Editorial by Andrew Cates
I love Easter and spring. But looking at what is going on in the world today, it is hard to say that this is a going to be a good Friday or a good Easter. Very locally in the UK the weather forecast looks grim, spring still has not really arrived, the economic outlook is not exactly rosy and people are struggling. More broadly across the globe, Israel has just bombed multiple sites in the Gaza strip which is densely populated and full of deeply traumatised children, Haiti is still largely rubble and despite our best efforts providing food for 40,000, helping traumatised children there and providing a safe haven for 498 children who were left alone from the disaster we are left feeling we are scratching the surface. SOS Children has raised some $12m (across Europe) for Haiti but we could easily spend $80m on worthwhile cost-effective work in Haiti alone. And whilst Haiti and Gaza is in the news, and whilst Chile has had major earthquake damage the problems of Aids Orphans have got worse, not better. It is fine to congratulate ourselves on progress towards sorting out a family life for a million children by 2016-17 but Malawi alone has more than a million orphans on the streets. Each child has their own feelings, their own sorry and their own need of love, but Malawi is one of 45 African countries where we work surrounded by need.

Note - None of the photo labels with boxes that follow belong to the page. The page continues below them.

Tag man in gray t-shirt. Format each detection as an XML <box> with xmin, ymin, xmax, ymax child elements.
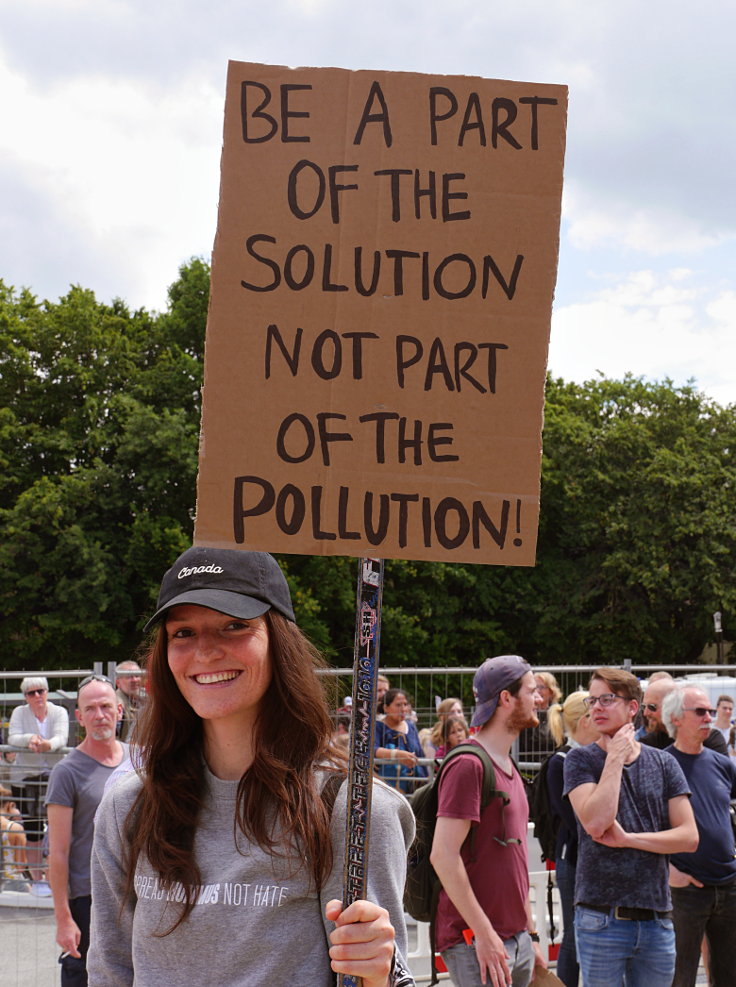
<box><xmin>46</xmin><ymin>676</ymin><xmax>128</xmax><ymax>987</ymax></box>
<box><xmin>564</xmin><ymin>668</ymin><xmax>698</xmax><ymax>987</ymax></box>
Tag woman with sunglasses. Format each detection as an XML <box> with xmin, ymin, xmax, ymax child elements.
<box><xmin>8</xmin><ymin>675</ymin><xmax>69</xmax><ymax>894</ymax></box>
<box><xmin>87</xmin><ymin>547</ymin><xmax>414</xmax><ymax>987</ymax></box>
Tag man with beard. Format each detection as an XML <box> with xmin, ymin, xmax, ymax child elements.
<box><xmin>640</xmin><ymin>676</ymin><xmax>728</xmax><ymax>754</ymax></box>
<box><xmin>564</xmin><ymin>668</ymin><xmax>698</xmax><ymax>987</ymax></box>
<box><xmin>115</xmin><ymin>661</ymin><xmax>145</xmax><ymax>741</ymax></box>
<box><xmin>46</xmin><ymin>675</ymin><xmax>128</xmax><ymax>987</ymax></box>
<box><xmin>430</xmin><ymin>655</ymin><xmax>547</xmax><ymax>987</ymax></box>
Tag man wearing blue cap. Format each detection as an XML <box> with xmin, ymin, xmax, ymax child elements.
<box><xmin>430</xmin><ymin>655</ymin><xmax>546</xmax><ymax>987</ymax></box>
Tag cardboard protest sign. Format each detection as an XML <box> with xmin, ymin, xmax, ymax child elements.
<box><xmin>195</xmin><ymin>62</ymin><xmax>567</xmax><ymax>565</ymax></box>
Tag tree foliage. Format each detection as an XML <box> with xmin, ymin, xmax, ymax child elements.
<box><xmin>0</xmin><ymin>259</ymin><xmax>736</xmax><ymax>669</ymax></box>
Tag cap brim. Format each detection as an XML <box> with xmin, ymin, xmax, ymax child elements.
<box><xmin>143</xmin><ymin>589</ymin><xmax>271</xmax><ymax>633</ymax></box>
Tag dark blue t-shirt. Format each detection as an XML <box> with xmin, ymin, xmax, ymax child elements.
<box><xmin>667</xmin><ymin>746</ymin><xmax>736</xmax><ymax>884</ymax></box>
<box><xmin>565</xmin><ymin>744</ymin><xmax>689</xmax><ymax>912</ymax></box>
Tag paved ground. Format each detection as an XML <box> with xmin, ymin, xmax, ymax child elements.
<box><xmin>0</xmin><ymin>907</ymin><xmax>60</xmax><ymax>987</ymax></box>
<box><xmin>0</xmin><ymin>907</ymin><xmax>707</xmax><ymax>987</ymax></box>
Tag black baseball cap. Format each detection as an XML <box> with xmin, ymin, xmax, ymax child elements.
<box><xmin>143</xmin><ymin>545</ymin><xmax>295</xmax><ymax>631</ymax></box>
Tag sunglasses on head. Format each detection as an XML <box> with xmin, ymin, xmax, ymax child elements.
<box><xmin>77</xmin><ymin>675</ymin><xmax>115</xmax><ymax>692</ymax></box>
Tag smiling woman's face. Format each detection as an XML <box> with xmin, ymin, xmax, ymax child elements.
<box><xmin>166</xmin><ymin>604</ymin><xmax>271</xmax><ymax>725</ymax></box>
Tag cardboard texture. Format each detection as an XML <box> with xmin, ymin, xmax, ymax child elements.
<box><xmin>195</xmin><ymin>62</ymin><xmax>567</xmax><ymax>565</ymax></box>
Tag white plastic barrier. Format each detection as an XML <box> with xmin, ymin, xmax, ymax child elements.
<box><xmin>406</xmin><ymin>823</ymin><xmax>562</xmax><ymax>983</ymax></box>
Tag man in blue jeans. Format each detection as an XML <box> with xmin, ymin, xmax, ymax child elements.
<box><xmin>662</xmin><ymin>684</ymin><xmax>736</xmax><ymax>987</ymax></box>
<box><xmin>430</xmin><ymin>655</ymin><xmax>547</xmax><ymax>987</ymax></box>
<box><xmin>565</xmin><ymin>668</ymin><xmax>698</xmax><ymax>987</ymax></box>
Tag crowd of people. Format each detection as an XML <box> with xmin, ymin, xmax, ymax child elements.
<box><xmin>0</xmin><ymin>548</ymin><xmax>736</xmax><ymax>987</ymax></box>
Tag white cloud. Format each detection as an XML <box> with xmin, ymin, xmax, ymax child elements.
<box><xmin>549</xmin><ymin>269</ymin><xmax>736</xmax><ymax>404</ymax></box>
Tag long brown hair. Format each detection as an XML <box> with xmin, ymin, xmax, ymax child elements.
<box><xmin>126</xmin><ymin>610</ymin><xmax>344</xmax><ymax>935</ymax></box>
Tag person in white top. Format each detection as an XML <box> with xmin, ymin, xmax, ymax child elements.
<box><xmin>8</xmin><ymin>675</ymin><xmax>69</xmax><ymax>883</ymax></box>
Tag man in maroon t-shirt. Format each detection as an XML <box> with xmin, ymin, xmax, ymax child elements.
<box><xmin>430</xmin><ymin>655</ymin><xmax>547</xmax><ymax>987</ymax></box>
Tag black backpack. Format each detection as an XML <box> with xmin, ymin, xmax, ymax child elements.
<box><xmin>404</xmin><ymin>744</ymin><xmax>519</xmax><ymax>987</ymax></box>
<box><xmin>528</xmin><ymin>744</ymin><xmax>570</xmax><ymax>861</ymax></box>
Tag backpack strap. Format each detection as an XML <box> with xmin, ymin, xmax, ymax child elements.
<box><xmin>437</xmin><ymin>744</ymin><xmax>521</xmax><ymax>856</ymax></box>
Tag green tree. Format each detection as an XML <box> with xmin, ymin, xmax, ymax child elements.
<box><xmin>0</xmin><ymin>260</ymin><xmax>209</xmax><ymax>668</ymax></box>
<box><xmin>0</xmin><ymin>259</ymin><xmax>736</xmax><ymax>672</ymax></box>
<box><xmin>512</xmin><ymin>377</ymin><xmax>736</xmax><ymax>664</ymax></box>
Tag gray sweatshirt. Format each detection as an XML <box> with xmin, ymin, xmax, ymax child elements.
<box><xmin>87</xmin><ymin>773</ymin><xmax>414</xmax><ymax>987</ymax></box>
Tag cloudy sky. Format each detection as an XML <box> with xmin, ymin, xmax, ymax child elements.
<box><xmin>0</xmin><ymin>0</ymin><xmax>736</xmax><ymax>404</ymax></box>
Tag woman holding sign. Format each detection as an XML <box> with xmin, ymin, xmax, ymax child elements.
<box><xmin>88</xmin><ymin>547</ymin><xmax>413</xmax><ymax>987</ymax></box>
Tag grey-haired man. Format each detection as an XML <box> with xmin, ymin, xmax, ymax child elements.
<box><xmin>662</xmin><ymin>684</ymin><xmax>736</xmax><ymax>987</ymax></box>
<box><xmin>430</xmin><ymin>655</ymin><xmax>546</xmax><ymax>987</ymax></box>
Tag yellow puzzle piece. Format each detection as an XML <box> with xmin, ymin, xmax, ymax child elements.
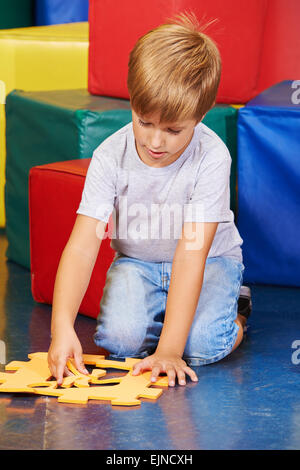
<box><xmin>0</xmin><ymin>352</ymin><xmax>168</xmax><ymax>406</ymax></box>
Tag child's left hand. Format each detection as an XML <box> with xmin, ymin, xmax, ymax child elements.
<box><xmin>132</xmin><ymin>353</ymin><xmax>198</xmax><ymax>387</ymax></box>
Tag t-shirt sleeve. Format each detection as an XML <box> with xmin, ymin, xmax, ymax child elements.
<box><xmin>76</xmin><ymin>146</ymin><xmax>116</xmax><ymax>222</ymax></box>
<box><xmin>184</xmin><ymin>144</ymin><xmax>234</xmax><ymax>222</ymax></box>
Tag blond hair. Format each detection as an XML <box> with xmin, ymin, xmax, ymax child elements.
<box><xmin>127</xmin><ymin>13</ymin><xmax>221</xmax><ymax>122</ymax></box>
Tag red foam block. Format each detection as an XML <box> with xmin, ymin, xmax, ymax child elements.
<box><xmin>29</xmin><ymin>158</ymin><xmax>114</xmax><ymax>318</ymax></box>
<box><xmin>88</xmin><ymin>0</ymin><xmax>268</xmax><ymax>103</ymax></box>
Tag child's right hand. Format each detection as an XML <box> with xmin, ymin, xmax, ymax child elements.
<box><xmin>48</xmin><ymin>328</ymin><xmax>88</xmax><ymax>385</ymax></box>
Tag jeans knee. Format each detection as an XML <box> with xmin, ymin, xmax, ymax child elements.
<box><xmin>94</xmin><ymin>325</ymin><xmax>145</xmax><ymax>357</ymax></box>
<box><xmin>184</xmin><ymin>321</ymin><xmax>238</xmax><ymax>362</ymax></box>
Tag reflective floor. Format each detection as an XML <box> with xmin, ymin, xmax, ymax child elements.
<box><xmin>0</xmin><ymin>230</ymin><xmax>300</xmax><ymax>450</ymax></box>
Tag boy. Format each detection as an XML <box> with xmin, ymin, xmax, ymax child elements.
<box><xmin>48</xmin><ymin>15</ymin><xmax>249</xmax><ymax>386</ymax></box>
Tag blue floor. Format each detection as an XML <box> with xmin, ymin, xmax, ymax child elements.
<box><xmin>0</xmin><ymin>230</ymin><xmax>300</xmax><ymax>450</ymax></box>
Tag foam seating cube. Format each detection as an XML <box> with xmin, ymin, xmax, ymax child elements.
<box><xmin>5</xmin><ymin>89</ymin><xmax>131</xmax><ymax>269</ymax></box>
<box><xmin>0</xmin><ymin>22</ymin><xmax>89</xmax><ymax>227</ymax></box>
<box><xmin>258</xmin><ymin>0</ymin><xmax>300</xmax><ymax>93</ymax></box>
<box><xmin>88</xmin><ymin>0</ymin><xmax>268</xmax><ymax>104</ymax></box>
<box><xmin>29</xmin><ymin>159</ymin><xmax>114</xmax><ymax>318</ymax></box>
<box><xmin>35</xmin><ymin>0</ymin><xmax>89</xmax><ymax>25</ymax></box>
<box><xmin>238</xmin><ymin>81</ymin><xmax>300</xmax><ymax>286</ymax></box>
<box><xmin>0</xmin><ymin>0</ymin><xmax>34</xmax><ymax>29</ymax></box>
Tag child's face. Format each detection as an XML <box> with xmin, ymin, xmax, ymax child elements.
<box><xmin>132</xmin><ymin>110</ymin><xmax>197</xmax><ymax>167</ymax></box>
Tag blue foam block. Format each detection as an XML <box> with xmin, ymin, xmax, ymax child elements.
<box><xmin>237</xmin><ymin>82</ymin><xmax>300</xmax><ymax>286</ymax></box>
<box><xmin>35</xmin><ymin>0</ymin><xmax>89</xmax><ymax>26</ymax></box>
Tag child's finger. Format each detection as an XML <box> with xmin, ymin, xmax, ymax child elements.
<box><xmin>74</xmin><ymin>353</ymin><xmax>89</xmax><ymax>374</ymax></box>
<box><xmin>132</xmin><ymin>360</ymin><xmax>145</xmax><ymax>375</ymax></box>
<box><xmin>54</xmin><ymin>360</ymin><xmax>66</xmax><ymax>385</ymax></box>
<box><xmin>166</xmin><ymin>367</ymin><xmax>176</xmax><ymax>387</ymax></box>
<box><xmin>183</xmin><ymin>367</ymin><xmax>198</xmax><ymax>382</ymax></box>
<box><xmin>177</xmin><ymin>369</ymin><xmax>186</xmax><ymax>385</ymax></box>
<box><xmin>151</xmin><ymin>366</ymin><xmax>162</xmax><ymax>382</ymax></box>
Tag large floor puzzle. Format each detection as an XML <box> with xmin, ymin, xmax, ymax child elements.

I am reminded of a poem I learnt as a child "Easter is definitely not for children", and as a religious festival despite the egg hunts and chocolate Easter always has a complicated side of unimaginable suffering before an eventual triumph. Lent will soon be over, Christianity's hope of Resurrection will be seen on the streets and here in the UK most of us will enjoy eggs, families, the long weekend and chocolate. Paul Potts will have finished his amazing sponsored walk from Port Talbot to the Albert Hall for us and thousands in the Albert Hall will have heard him sing (tomorrow night, tickets still available) along side a host of stars to raise funds for our Haiti appeal. Our national spirit of optimism will soon return.
But perhaps today on Good Friday, before we start we should spare a moment thinking about people elsewhere who have a lot more to complain about than cold weather and lack of spring. Any perhaps, living in Europe where the total spend in ice cream is more than it would cost to provide a loving home to everychild in Africa, Good Friday is an occasion to make one last sacrifice for other people and sponsor a child and help give children alone hope for a better life.